Episode Manifest Design¶

Purpose¶

episode_manifest.json is the raw episode's resolved snapshot.

It exists so one raw bag can still be understood later without depending on:

current UI state
current local sensors files
current calibration files
current code assumptions about what was probably recorded

Core Decision¶

Each raw episode carries one manifest that answers:

what this take was
which session setup produced it
which profile reference was active
which sensors were actually resolved
which topics were actually recorded
which repo commit created it

Reusable policy stays outside the manifest. Episode-time truth stays inside it.

Current Manifest Shape¶

Today the recorder writes these top-level sections:

episode
session when the take came from a resolved session-plan path
profile
capture
sensors
recorded_topics
provenance

Example shape:

{
  "episode": {
    "episode_id": "episode-20260406-190533",
    "task_name": "pick_place",
    "language_instruction": "pick up the object and place it in the target area",
    "active_arms": ["lightning"],
    "operator": "srinivas"
  },
  "session": {
    "session_id": "20260406-185500",
    "active_arms": ["lightning"],
    "sensors_file": "data_pipeline/configs/sensors.local.yaml",
    "devices": [...],
    "selected_topics": [...]
  },
  "profile": {
    "name": "multisensor_20hz",
    "clock_policy": "host_capture_time_v1"
  },
  "capture": {
    "start_time_ns": 1712448333000000000,
    "end_time_ns": 1712448341000000000,
    "storage": {
      "bag_storage_id": "mcap"
    }
  },
  "sensors": {
    "sensors_file": "data_pipeline/configs/sensors.local.yaml",
    "calibration_results_file": "data_pipeline/configs/calibration.local.json",
    "devices": [...]
  },
  "recorded_topics": [
    {
      "topic": "/spark/session/teleop_active",
      "message_type": "std_msgs/msg/Bool"
    }
  ],
  "provenance": {
    "git_commit": "<repo commit sha>"
  }
}

Notes:

session is conditional
recorded_topics is intentionally a flat list snapshot
detailed per-sensor metadata lives under sensors.devices

What Each Section Means¶

`episode`¶

This is the human-facing description of the take:

episode id
task name
language instruction
active arms
operator

This is the minimum answer to:

what was this take supposed to be?

`session`¶

This is the resolved session snapshot when the take came from the operator console or another session-plan path.

It captures:

resolved active arms
chosen sensors file
resolved devices
resolved selected topics

This matters because the session plan is the concrete recording decision, not just a UI blob.

`profile`¶

This is the conversion-policy reference recorded at take time.

Today it stores only:

profile name
clock policy

The manifest does not inline the full reusable YAML.

`capture`¶

This is the raw bag write metadata:

start and end time
bag storage backend

This is where the manifest says how the raw bag was written.

`sensors`¶

This ties the take back to the local rig description at record time.

It records:

the selected sensors file path
the selected calibration results file path when present
resolved device entries under sensors.devices

Those device entries are where the detailed sensor metadata lives.

`recorded_topics`¶

This is the resolved topic inventory snapshot for the take.

It records only:

topic name
ROS message type

That is enough for readers that need to understand what the recorder actually captured, without stuffing static topic-contract prose into every episode.

`provenance`¶

This is where code-level provenance goes.
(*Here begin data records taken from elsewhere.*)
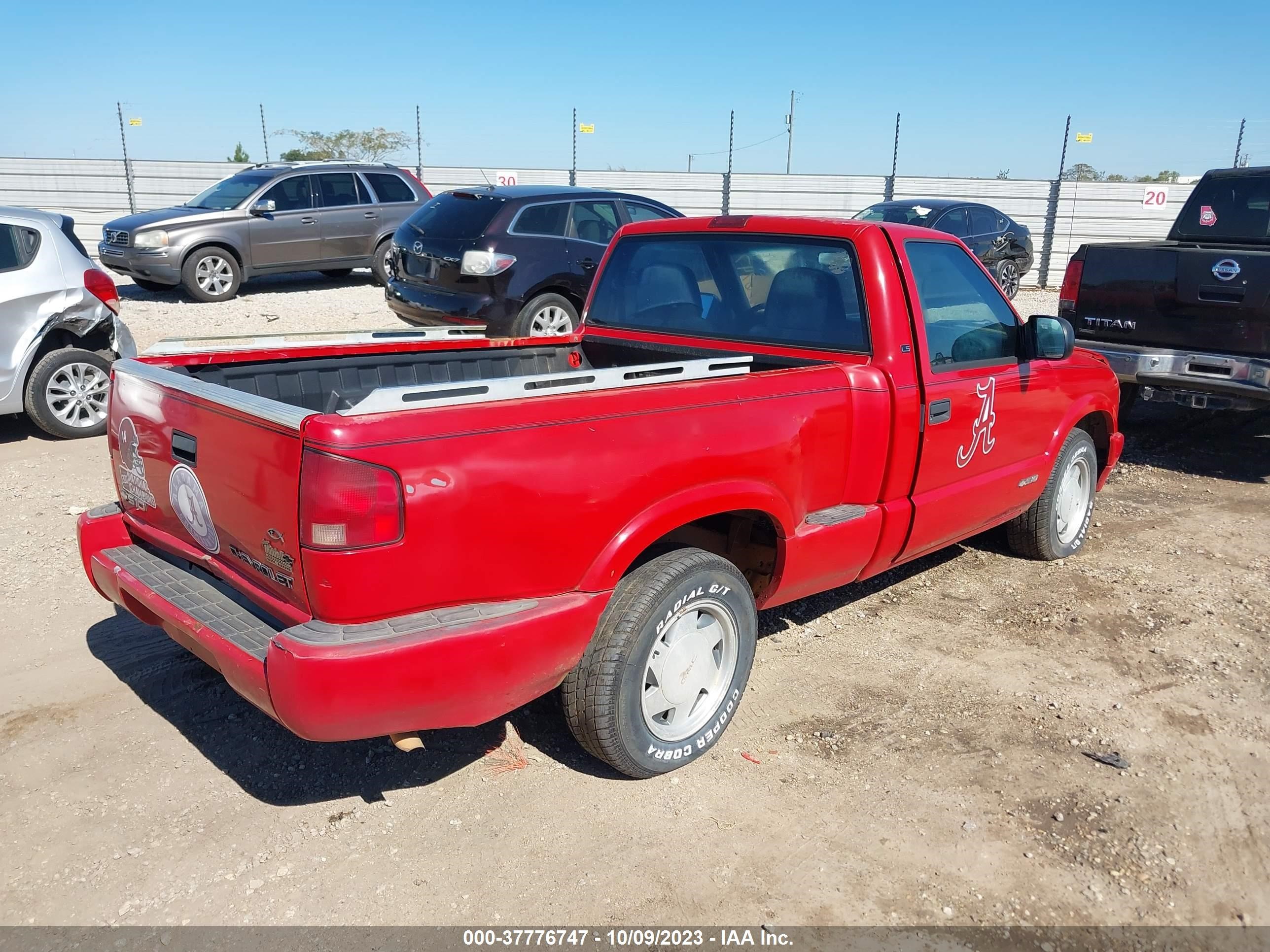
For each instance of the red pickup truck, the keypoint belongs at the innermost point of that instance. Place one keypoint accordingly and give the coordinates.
(385, 534)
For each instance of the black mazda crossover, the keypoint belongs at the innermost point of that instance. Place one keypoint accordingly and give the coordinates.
(519, 259)
(997, 240)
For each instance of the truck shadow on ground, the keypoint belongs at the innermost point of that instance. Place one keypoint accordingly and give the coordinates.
(1221, 443)
(267, 285)
(276, 767)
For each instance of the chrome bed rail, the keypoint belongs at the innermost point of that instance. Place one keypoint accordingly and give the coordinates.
(416, 397)
(308, 340)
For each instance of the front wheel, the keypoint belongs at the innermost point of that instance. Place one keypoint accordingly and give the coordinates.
(1056, 525)
(68, 391)
(546, 316)
(211, 274)
(665, 673)
(1008, 277)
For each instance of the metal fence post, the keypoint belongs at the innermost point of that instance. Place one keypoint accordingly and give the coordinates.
(1056, 187)
(127, 166)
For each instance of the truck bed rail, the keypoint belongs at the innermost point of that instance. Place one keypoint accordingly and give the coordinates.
(413, 397)
(308, 340)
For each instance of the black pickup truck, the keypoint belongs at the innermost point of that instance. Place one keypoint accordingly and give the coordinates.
(1185, 319)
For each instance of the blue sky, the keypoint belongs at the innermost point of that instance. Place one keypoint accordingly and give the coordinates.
(982, 88)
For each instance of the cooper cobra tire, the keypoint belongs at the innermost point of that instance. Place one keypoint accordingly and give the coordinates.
(689, 616)
(1056, 525)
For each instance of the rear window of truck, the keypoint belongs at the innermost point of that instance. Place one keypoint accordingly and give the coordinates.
(457, 215)
(771, 290)
(1226, 208)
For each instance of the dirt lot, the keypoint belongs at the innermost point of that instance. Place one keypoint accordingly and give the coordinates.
(920, 738)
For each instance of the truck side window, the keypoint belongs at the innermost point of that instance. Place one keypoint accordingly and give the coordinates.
(968, 323)
(768, 290)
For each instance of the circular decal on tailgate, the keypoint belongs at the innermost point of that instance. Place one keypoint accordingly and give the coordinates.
(191, 504)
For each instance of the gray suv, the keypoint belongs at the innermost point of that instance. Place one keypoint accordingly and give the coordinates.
(329, 216)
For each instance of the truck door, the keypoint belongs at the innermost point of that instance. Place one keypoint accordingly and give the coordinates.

Current provenance includes:

provenance.git_commit

That is the repository commit recorded at episode creation time.

What Belongs In The Manifest¶

The manifest should carry episode-specific or record-time-resolved truth such as:

episode metadata
resolved session metadata when recorded through the operator console
the active profile reference
capture storage details
resolved sensor device entries
recorded topic inventory
record-time provenance

For sensors, that includes record-time metadata such as:

serial numbers or device paths
camera model and firmware when available
stream profiles and intrinsics when exposed by the bridge
calibration snapshot when solved calibration exists

What Does Not Belong In The Manifest¶

The manifest should not become a dumping ground for reusable config or dead version markers.

Keep these outside it:

the shared topic contract
the full reusable conversion YAML
the live sensors file as a mutable source of truth
the live calibration file as a mutable source of truth
archive-time transcode results
decorative schema or inventory version fields that no reader uses

The rule is simple:

store resolved episode truth
do not duplicate reusable policy
do not add fields just because they sound future-proof

Relationship To Other Files¶

Sensors file¶

The sensors file maps physical device identity to canonical sensor keys.

It answers:

which physical device is usually /spark/cameras/world/scene_1?

It does not answer the full per-episode question of what was actually recorded.

Calibration results¶

calibration.local.json holds the current solved camera geometry.

It remains the working local results file, but the recorder snapshots the relevant solved values into the manifest so old episodes stay self-describing.